Jika tak ada yang salah, tanyanya lagi, mengapa mereka yang berbeda pilihan kadang saling menyalahkan. “Mereka yang mendukung Prabowo, seakan kesal saat menghadapi orang lain yang mendukung Jokowi. Demikian, pula sebaliknya,” paparnya lagi.
“Ini lebih menyangkut sikap dan pemikiran yang bersangkutan. Jika ia gampang kesal terhadap yang berbeda pilihan, hampir bisa dipastikan ia mendukung calonnya atas dasar emosi.Tidak rasional. Bisa jadi ia tak yakin dengan dukungannya,” katanya menjelaskan. “Sangat mungkin, ia lebih mengedepankan hal-hal yang kurang didukung data. Pijakan dia mungkin lebih banyak hoax,” tuturnya, mencoba tenang.
“Seorang pendukung yang baik, memiliki dasar berpikir serta berbagai pertimbangan rasional. Alasan memilih dapat dipertanggungjawabkan. Tidak sekedar katanya, katanya. Tapi ada data lengkap,” tutur si kawan, mencoba arif. “Karena bersikap rasional, ia akan menghargai pilihan orang lain, yang mungkin berbeda. Sebaliknya, jika hanya berdasarkan hal-hal tak jelas, hanya senang saja, bersikap emosional, gampang sekali kesal jika ada temannya berbeda pilihan,” tegasnya.

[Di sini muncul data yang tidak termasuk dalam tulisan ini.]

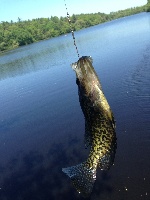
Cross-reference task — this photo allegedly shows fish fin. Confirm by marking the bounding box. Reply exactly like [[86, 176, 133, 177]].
[[84, 120, 92, 148], [62, 162, 96, 197], [98, 137, 117, 170]]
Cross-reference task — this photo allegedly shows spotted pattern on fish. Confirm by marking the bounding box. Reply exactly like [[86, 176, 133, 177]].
[[63, 56, 117, 196]]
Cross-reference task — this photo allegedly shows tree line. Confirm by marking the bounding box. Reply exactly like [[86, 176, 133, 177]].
[[0, 0, 150, 53]]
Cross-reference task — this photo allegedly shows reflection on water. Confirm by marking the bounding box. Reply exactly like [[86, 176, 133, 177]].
[[0, 13, 150, 200], [0, 36, 74, 80]]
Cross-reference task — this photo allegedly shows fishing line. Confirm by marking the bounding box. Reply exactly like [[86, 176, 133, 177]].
[[64, 0, 80, 57]]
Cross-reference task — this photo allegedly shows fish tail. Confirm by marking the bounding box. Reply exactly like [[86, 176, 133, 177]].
[[62, 162, 96, 197]]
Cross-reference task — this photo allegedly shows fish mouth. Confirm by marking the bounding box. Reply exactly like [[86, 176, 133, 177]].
[[71, 56, 93, 71]]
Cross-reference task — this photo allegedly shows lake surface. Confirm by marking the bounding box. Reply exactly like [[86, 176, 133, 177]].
[[0, 13, 150, 200]]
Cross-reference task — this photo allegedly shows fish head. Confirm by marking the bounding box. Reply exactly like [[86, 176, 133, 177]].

“Tetapi, bukankah boleh saja kita mengajak orang yang berbeda pilihan, agar memiliki pilihan sama dengan kita?” tanyanya lagi. “Ya misalnya, kita merayu, memberikan berbagai penjelasan dan lainnya?” katanya, menambahkan.
“Tak masalah. Boleh saja, mengajak orang lain yang berbeda pilihan agar sama pilihannya dengan kita asal menggunakan cara rasional. Misalnya, memberikan paparan data tentang kelebihan calon yang kita dukung. Juga, menunjukkan berbagai kelemahan pilihannya. Tetapi, lagi-lagi cara dan pendekatan kita rasional. Tidak emosional,” tegasnya lagi.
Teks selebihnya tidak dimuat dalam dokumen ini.